Today, many of us look back on the performances of Bette Davis as overtly stylised, realism thrown right out the window. I see it all though, every look, every weighted word and steely smile, as something unforgettable. Indeed, I do believe Davis is a woman who should not be forgotten. In her long career,  she proved to the world her unbreakable determination,  the immense courage in her own convictions, and her great devotion to her craft. She is someone, I believe, whom we can all learn a little from.


Leave a Comment

  1. I never really gave Bette Davis – especially EARLY Davis films – a chance until I started seeing so many of her films with Bogart. It gave me a whole new appreciation for her work. I recently did a write up on their shared films, and I was impressed by her acting range – something she doesn’t always get credit for. Great piece, thanks!

    1. Thank you for your comment!
      I also discovered the earlier films of Bette Davis quite recently and pretty much have never looked back. For someone who posseses such a distinctive style, it really is incredible how versatile she simultaneously is. And the early films, many of them featuring Bogie and other Warner players, are among her best.

  2. Wonderful, wonderful actress. A true icon of cinema. All About Eve is undoubtedly my favourite of hers, but Dark Victory and Now, Voyager are really terrific films too. And who else has a song written about their eyes decades later? ;)

    1. Totally agree (of course!).
      She combined her natural ability, unbreakable determination and sheer gusto to create some of the most memorable characters that have ever graced the screen. What’s not to love?

  3. I saw Whatever happened to Baby Jane and it is truly powerful, scary and dark. It is film that really must have shocked on release. It frightened me to the core.

    1. Baby Jane is also one of my favourites too!
      I hope to write a piece on this wonderful film some time soon. In my eyes, it is, of course, very frightening. Yet, Davis’ character paradoxically possesses great humanity as well; by the end you really do find yourself warming to her rather deranged soul! Plus, it’s also chillingly hilarious :)

  4. I was very fortunate to have been able to attend a Bette Davis retrospective last fall.

    I believe her performance in “All About Eve” to be one of the best performances of all time (in one of the best films of all time, of course). She was also brilliant in “Whatever Happened to Baby Jane” and “Dangerous”; she contributed greatly to a superb ensemble in “The Little Foxes” and had wonderful scenes in “Jezebel”.

    Thank you for this great article.

    1. How lucky you were :) Davis really was a brilliant actress —so much so that you actually feel rather grateful that such fantastic performances have been preserved on film.
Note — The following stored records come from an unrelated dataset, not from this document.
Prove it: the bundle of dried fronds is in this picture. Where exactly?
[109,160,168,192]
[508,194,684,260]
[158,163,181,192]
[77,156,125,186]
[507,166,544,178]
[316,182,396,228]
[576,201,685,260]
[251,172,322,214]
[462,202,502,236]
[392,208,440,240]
Thank you for your kind comment!

  5. If I could meet anyone, dead or alive, I would choose Bette Davis without hesitation. All About Eve and Now, Voyager are two of my very favorite films, All About Eve being my absolute favorite. While both of these films have wonderful screenplays, they would not have had nearly as profound an impact on me had they not had Davis to transform them from wonderful to remarkable. I am astonished with her ability to demonstrate the transformations her character undergo throughout films, and simply cannot imagine anyone doing it so flawlessly as her!

    1. She certainly is one of the greats! Moreover, Davis just seems like such a riot to be around! In her writings and interviews, we can just catch a glimpse of this driven, intelligent and utterly charming lady. So it probably goes without saying I would just loved to have met her too! Thank you for comment :)

  6. All About Eve, she was absolutely acidic and beautiful at the same time, one of my favourite movies from the 1950’s.